In spite of humidity that puts even the hardiest tourist to the test, families come to show the next generation where the people's business has taken place since 1791. That's when President George Washington selected what is now the District of Columbia to serve as the nation's capital.
America has expanded its borders, population and demographics since Jenkins' Hill was chosen as the site for the national legislature on the east end of the National Mall. From here, Congress for more than 200 years has debated the laws governing our nation. In addition to the U.S. Capitol building, visitors to Capitol Hill today will find the Supreme Court, Library of Congress and congressional office buildings.
U.S. Senator Chuck Grassley
A visit to Capitol Hill brings to life the earliest moments of our American democracy alongside the politics and policymaking of the 21st century. Those who took a seat in the Senate visitor's gallery early this summer witnessed debate on immigration reform. The Supreme Court handed down rulings bearing significant impact on the fabric of American society, reinforcing the limited powers of the federal government over states' rights. As America prepares to celebrate its 237th birthday on the Fourth of July, the wonder of the republic more than two centuries later remains our system of self-government.
Even if Congress is not in session, visitors can appreciate the rich history of our democracy represented in art and sculpture. The architectural magnificence of the Rotunda, which separates the respective wings of the U.S. Senate and the House of Representatives, without exception causes tourists to crane their necks to soak in the lifelike fresco "The Apotheosis of Washington" and the panoramic "Frieze of American History."
One of the most popular tourist spots in the U.S. Capitol is National Statuary Hall. When the House of Representatives relocated to its current chamber in 1857, the historic space was converted into a gallery. Each state was invited to donate two statues representing prominent leaders in their history. The National Statuary Collection today is featured prominently throughout the Capitol. Iowans will find statues representing two elected leaders from the 19th century: James Harlan in the Hall of Columns and Samuel Kirkwood in Statuary Hall. In the near future, Norman Borlaug's statue will replace James Harlan's statue.

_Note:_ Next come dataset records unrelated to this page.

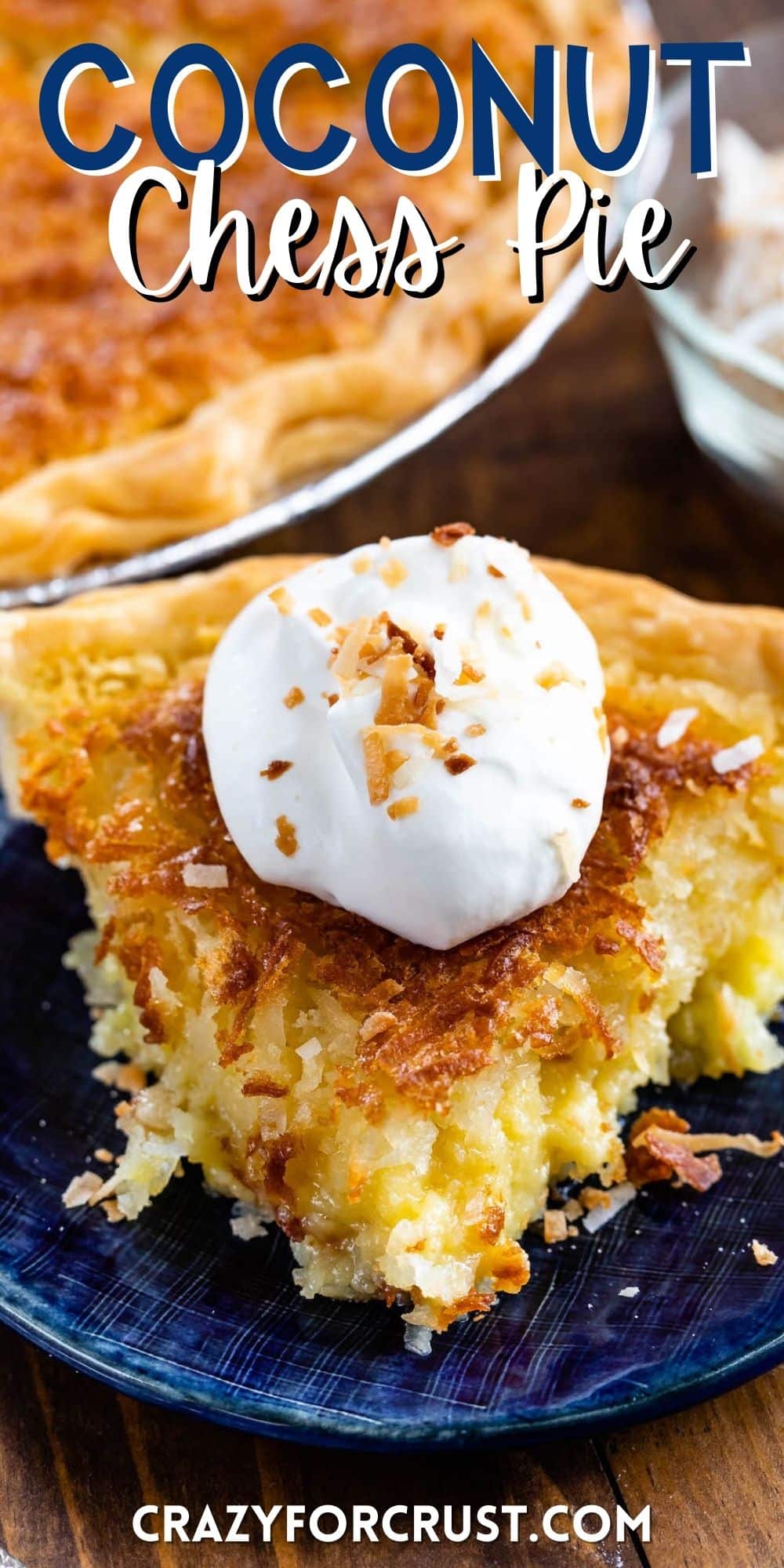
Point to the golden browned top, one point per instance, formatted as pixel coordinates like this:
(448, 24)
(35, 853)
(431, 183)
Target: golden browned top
(84, 361)
(131, 791)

This summer a historic addition to the Capitol's collection of 180 statues and busts was unveiled on the 148th anniversary of Juneteenth. That's the date commemorating when President Abraham Lincoln's Emancipation Proclamation reached Texas on June 19, 1865.
The seven-foot bronze statue represents one of America's earliest civil rights leaders, abolitionist Frederick Douglass. The former slave spent a lifetime championing equal rights, exposing injustices and influencing peers and presidents alike during a tumultuous time in U.S. history.

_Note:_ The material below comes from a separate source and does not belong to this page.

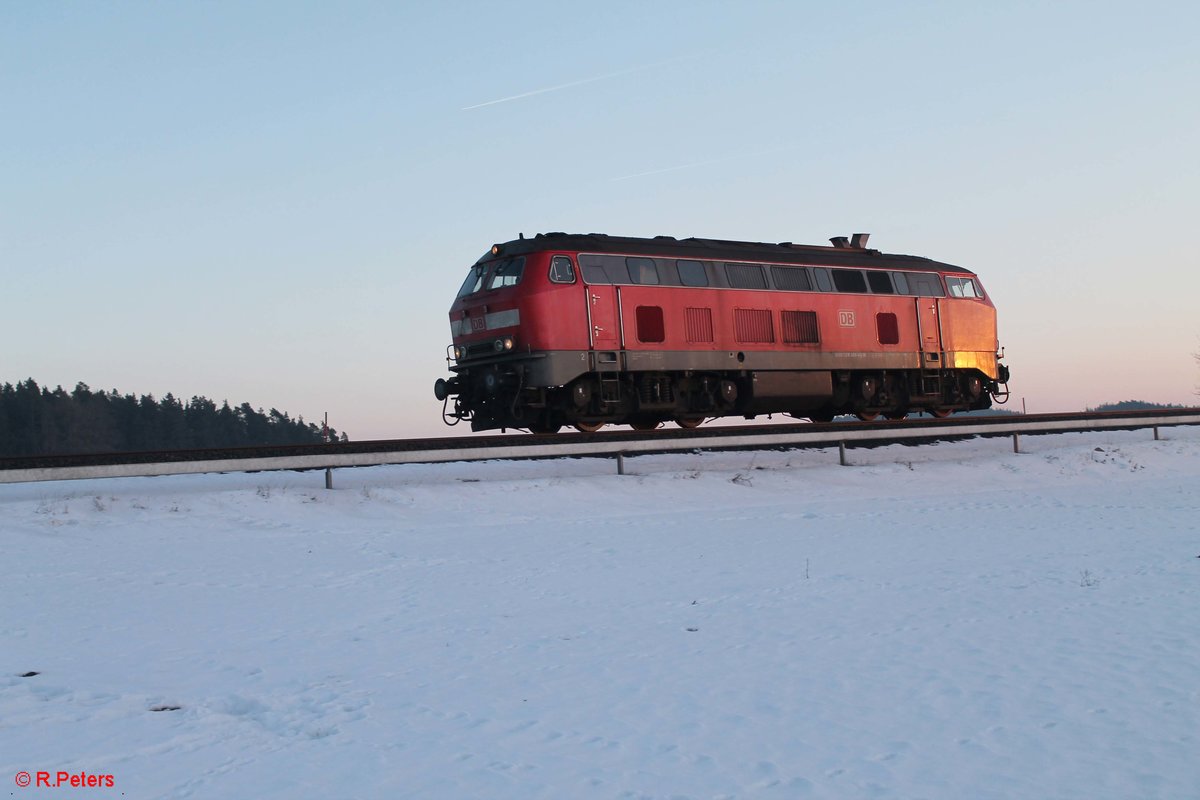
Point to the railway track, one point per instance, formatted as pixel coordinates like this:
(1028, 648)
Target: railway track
(605, 443)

An African American born into slavery in Maryland in 1818, Douglass escaped at age 20 and dedicated his life to the emancipation of slaves, women's suffrage and the natural rights of each individual.
Using gifted oratorical skill, Douglass shared his compelling story as a self-taught slave who was beaten for teaching other slaves how to read and write. An adviser to President Lincoln, Douglass tapped into a growing tide of public discontent to make good on America's most fundamental promises of freedom, equality under the law and justice for all. His publications and speeches influenced the adoption of the 13th, 14th and 15th Constitutional Amendments, known as the Reconstruction Amendments.

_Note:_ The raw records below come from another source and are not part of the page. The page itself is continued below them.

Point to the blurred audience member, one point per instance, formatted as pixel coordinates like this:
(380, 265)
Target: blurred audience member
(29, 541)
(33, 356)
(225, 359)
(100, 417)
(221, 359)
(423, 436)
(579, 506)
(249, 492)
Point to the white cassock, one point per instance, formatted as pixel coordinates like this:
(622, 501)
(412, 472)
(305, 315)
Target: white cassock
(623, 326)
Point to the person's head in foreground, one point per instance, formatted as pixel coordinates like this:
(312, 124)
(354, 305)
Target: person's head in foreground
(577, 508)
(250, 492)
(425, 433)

Despite constant risks to his own safety, Douglass worked to spread the self-evident truths spelled out in the Declaration of Independence. His personal testimony shaped his most enduring legacy as a champion for those denied equality and access to the inalienable rights of life, liberty and the pursuit of happiness.
As Douglass observed in an Independence Day speech in 1852, "What, to the American slave, is your Fourth of July?" The speech exposed the harsh contradiction of slavery with America's founding principles of freedom, liberty and independence. Douglass went on to describe how the institution of slavery is contrary to these foundational principles, "Now, take the Constitution according to its plain reading, and I defy the presentation of a single pro-slavery clause in it. On the other hand it will be found to contain principles and purposes, entirely hostile to the existence of slavery." Like Dr. Martin Luther King, Jr. did more than a century later, Frederick Douglass used his tremendous gift for language to call Americans to help fully realize the principles we hold so dear for all Americans.
On this July 4th, let's remember our hometown heroes, our first responders and members of the military, who put their lives on the line to defend America's freedoms at home and abroad. As we celebrate with family, friends and neighbors, let's also remember the heroes of American history, including Frederick Douglass, whose legacy represents the principles of hope, opportunity and freedom upon which America was founded.